# Who makes a 27.5+ Carbon Hardtail?



## Zirkel (Apr 15, 2004)

Looking for a dedicated *27.5+* (NOT a 29 that accepts 27.5+) carbon hardtail *TRAIL* bike (NOT XC race bike). Built for/with a 140mm travel front shock. Will accept 2.8-3.0 wide tires.

Who makes this bike?

Thanks!


----------



## MattSPL (Dec 28, 2021)

Would the Spot Rocker be suitable? Just reading about it today.








Rocker SS


Rocker 27.5+ occupies that sweet spot halfway between fat bikes and cross-country bikes. Whatever the season or trail, the Rocker SS 27.5+ is mountain biking rock-n-roll boiled down to its purest essence.




spotbikes.com


----------



## ocnLogan (Aug 15, 2018)

The Diamondback Sync’r comes in Carbon.

Not sure about actual 3.0in tire clearance, but afaik the 2.8’s should fit just fine.


----------



## Funoutside (Jul 17, 2019)

MattSPL said:


> Would the Spot Rocker be suitable? Just reading about it today.
> 
> 
> 
> ...


The Rocker sits between trail & xc. Hardtail Party has a good review of it.


----------



## MattSPL (Dec 28, 2021)

Funoutside said:


> The Rocker sits between trail & xc. Hardtail Party has a good review of it.

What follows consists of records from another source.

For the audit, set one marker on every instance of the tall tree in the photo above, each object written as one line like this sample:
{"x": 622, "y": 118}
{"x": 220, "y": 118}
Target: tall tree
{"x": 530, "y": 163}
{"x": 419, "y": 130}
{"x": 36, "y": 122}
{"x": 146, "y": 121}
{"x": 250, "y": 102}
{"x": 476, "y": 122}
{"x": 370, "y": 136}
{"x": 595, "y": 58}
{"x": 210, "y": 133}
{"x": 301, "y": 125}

It looks great, butthe top spec geared model would cost a fortune after shipping and taxes for me in Ireland.


----------



## mack_turtle (Jan 6, 2009)

Honest question: what's the difference between a 27.5"+ specific bike and a 29" bike?


----------



## numbnuts (Apr 20, 2006)

Zirkel said:


> Looking for a dedicated *27.5+* (NOT a 29 that accepts 27.5+) carbon hardtail *TRAIL* bike (NOT XC race bike). Built for/with a 140mm travel front shock. Will accept 2.8-3.0 wide tires.
> 
> Who makes this bike?
> 
> Thanks!


why not a 29 that can take 27.5 plus?


----------



## Oogie (Jun 9, 2021)

Big honzo CR


----------



## Oogie (Jun 9, 2021)

numbnuts said:


> why not a 29 that can take 27.5 plus?


I am also looking for a dedicated 27.5+ bike but probably not in carbon. The issue is that frames I see can clear 27.5x3 also clear 29x2.6 and are optimized for 29" tires and the bb is just too low for chunky desert exploring.


----------



## gdb85 (Mar 4, 2017)

Oogie said:


> Big honzo CR


Have one of these, put it together last March. Ran it as a 29er x 2.35 most of the year, felt good. Just put a -1 degree angle headset and a 27.5+ rear wheel/tire to slacken it a bit. I'll let ya know in May how it worked out...


----------



## o0STEREO0o (2 mo ago)

Zirkel said:


> Looking for a dedicated *27.5+* (NOT a 29 that accepts 27.5+) carbon hardtail *TRAIL* bike (NOT XC race bike). Built for/with a 140mm travel front shock. Will accept 2.8-3.0 wide tires.
> 
> Who makes this bike?
> 
> Thank





Zirkel said:


> Looking for a dedicated *27.5+* (NOT a 29 that accepts 27.5+) carbon hardtail *TRAIL* bike (NOT XC race bike). Built for/with a 140mm travel front shock. Will accept 2.8-3.0 wide tires.
> 
> Who makes this bike?
> 
> Thanks!


Kona Big Honzo DL always has good reviews and is good value for price.
I think the Specialized Fuse has 27.5+ model.


----------



## numbnuts (Apr 20, 2006)

o0STEREO0o said:


> Kona Big Honzo DL always has good reviews and is good value for price.
> I think the Specialized Fuse has 27.5+ model.


Spot rocker !!!!


----------